Le second événement tragique est lié à l’ancien ministre des Affaires étrangères, Mohamed Seddik Benyahia, qui dirigeait une délégation algérienne de 13 diplomates dans le cadre d’une médiation pour arrêter la guerre entre l’Iran et l’Irak. Leur avion fut abattu par un missile irakien en 1982, causant leur mort.

Avec la diffusion rapide de cette vidéo, la campagne de soutien au hashtag « Tebboune ne va pas en Irak » a pris de l’ampleur, les internautes estimant que, malgré l’amitié historique avec l’Irak, ce pays représente aujourd’hui une zone à haut risque, en raison de la forte présence militaire et des services de renseignement étrangers.

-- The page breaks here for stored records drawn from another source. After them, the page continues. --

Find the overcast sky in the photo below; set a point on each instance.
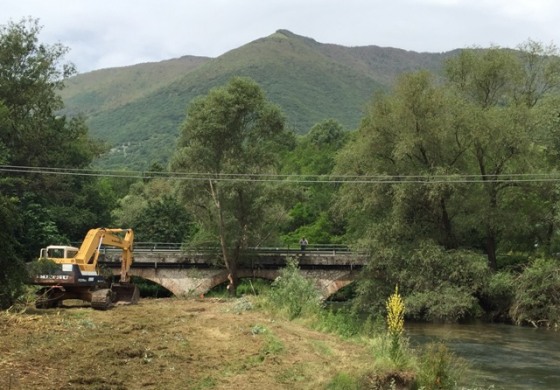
(109, 33)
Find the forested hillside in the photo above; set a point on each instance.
(137, 110)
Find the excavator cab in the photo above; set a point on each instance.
(77, 275)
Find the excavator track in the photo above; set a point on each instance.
(102, 299)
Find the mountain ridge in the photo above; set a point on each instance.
(138, 109)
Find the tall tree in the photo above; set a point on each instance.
(314, 157)
(501, 90)
(229, 135)
(39, 207)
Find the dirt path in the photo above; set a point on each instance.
(169, 344)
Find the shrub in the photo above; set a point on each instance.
(293, 293)
(537, 294)
(443, 303)
(498, 295)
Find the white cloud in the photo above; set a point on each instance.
(105, 33)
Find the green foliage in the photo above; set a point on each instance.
(343, 323)
(152, 209)
(13, 274)
(292, 293)
(343, 381)
(230, 134)
(498, 295)
(436, 284)
(537, 294)
(139, 108)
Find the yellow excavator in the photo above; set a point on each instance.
(75, 274)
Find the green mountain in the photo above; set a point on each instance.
(138, 109)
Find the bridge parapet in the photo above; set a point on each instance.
(258, 258)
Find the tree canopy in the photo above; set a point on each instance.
(230, 138)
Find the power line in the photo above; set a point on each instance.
(303, 179)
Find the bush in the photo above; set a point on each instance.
(293, 293)
(444, 303)
(537, 294)
(436, 284)
(498, 295)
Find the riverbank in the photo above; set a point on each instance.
(167, 344)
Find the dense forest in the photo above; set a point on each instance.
(449, 183)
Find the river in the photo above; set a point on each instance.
(505, 356)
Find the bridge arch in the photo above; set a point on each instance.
(192, 281)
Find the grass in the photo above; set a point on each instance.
(169, 343)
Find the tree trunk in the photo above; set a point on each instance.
(450, 241)
(491, 249)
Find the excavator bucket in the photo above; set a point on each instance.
(125, 294)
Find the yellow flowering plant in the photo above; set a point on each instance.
(395, 321)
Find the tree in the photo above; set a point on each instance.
(32, 134)
(501, 90)
(230, 137)
(154, 212)
(314, 157)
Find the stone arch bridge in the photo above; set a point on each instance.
(191, 272)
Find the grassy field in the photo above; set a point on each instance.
(172, 343)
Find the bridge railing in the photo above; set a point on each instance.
(179, 247)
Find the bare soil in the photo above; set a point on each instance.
(169, 344)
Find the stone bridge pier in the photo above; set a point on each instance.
(197, 281)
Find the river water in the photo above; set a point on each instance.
(503, 356)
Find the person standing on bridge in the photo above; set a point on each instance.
(303, 243)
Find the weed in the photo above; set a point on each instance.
(258, 329)
(343, 381)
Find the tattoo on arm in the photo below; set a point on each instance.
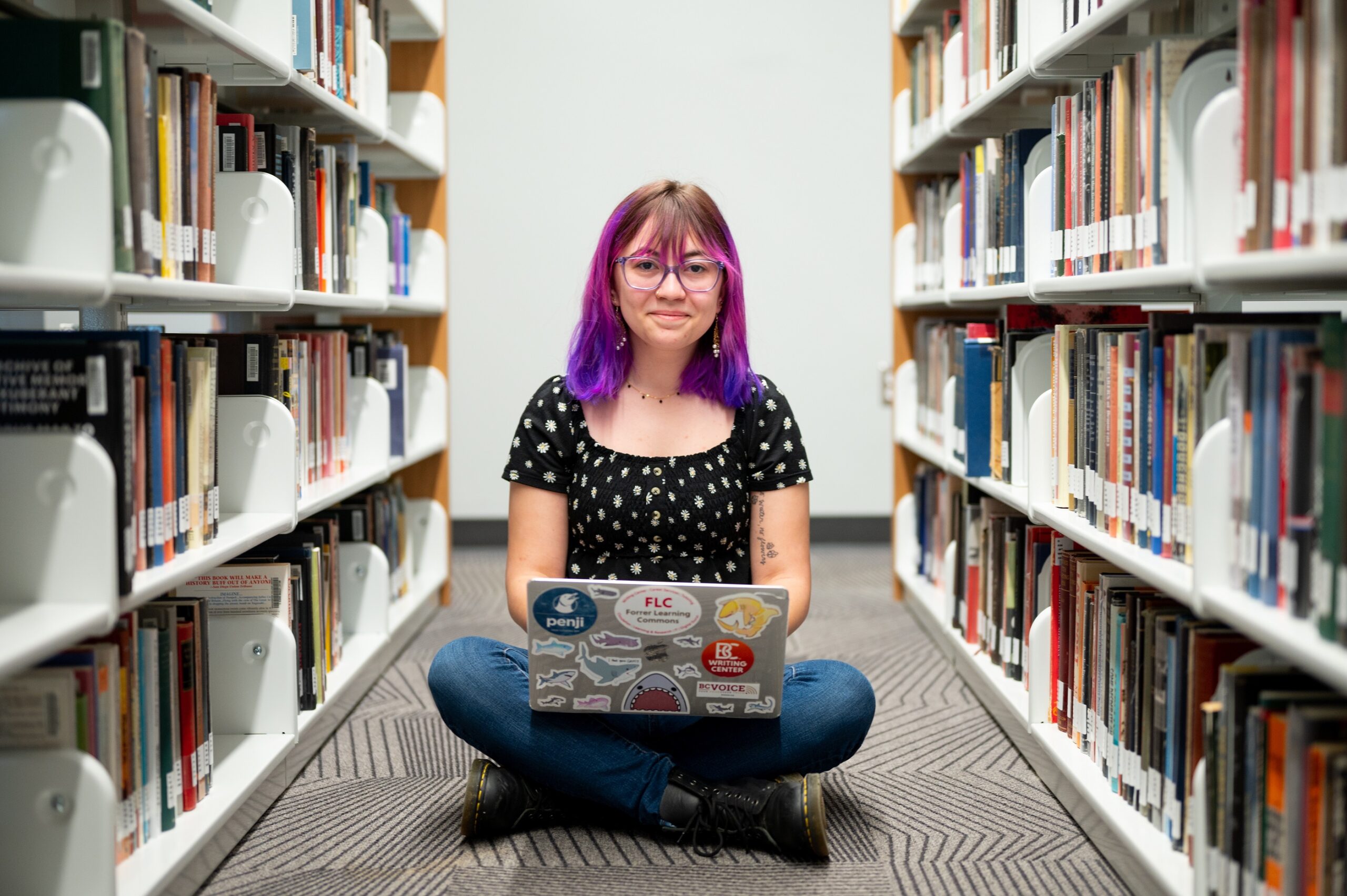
(766, 549)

"Nous appelons le président de la République, Abdelmadjid Tebboune, à ne pas assister au sommet arabe prévu à Bagdad à la mi-mai, en raison du contexte régional extrêmement complexe. Le Moyen-Orient connaît une escalade sanglante menée par Israël contre Gaza, ainsi que des bouleversements politiques et sécuritaires dans plusieurs pays arabes. À cela s’ajoutent des préoccupations sécuritaires... et de mauvais souvenirs liés aux précédents sommets arabes organisés en Irak", a écrit Mansour Moustafa sur sa page Facebook.

De son côté, Abdelkader écrit : « L’Irak… une visite entourée de feu. Lorsque le président algérien pose le pied sur le sol irakien, il n’entre pas dans un État pleinement souverain... mais dans une zone grise où les services de renseignement du monde entier s’affrontent dans l’ombre. De Washington à Téhéran, de Tel-Aviv à Ankara… chacun y a ses espions. Chacun tient une arme. Chacun attend la scène en direct qui pourrait embraser le Moyen-Orient. »

À noter que si le président Tebboune venait à effectuer cette visite en Irak, il serait le premier président algérien à s’y rendre depuis le décès de Boumediene. Toutefois, le climat d’insécurité actuel rendrait cette visite encore plus risquée que celle de 1978, donnant ainsi au hashtag « Tebboune ne va pas en Irak » une légitimité populaire forte visant à protéger le président contre tout danger potentiel.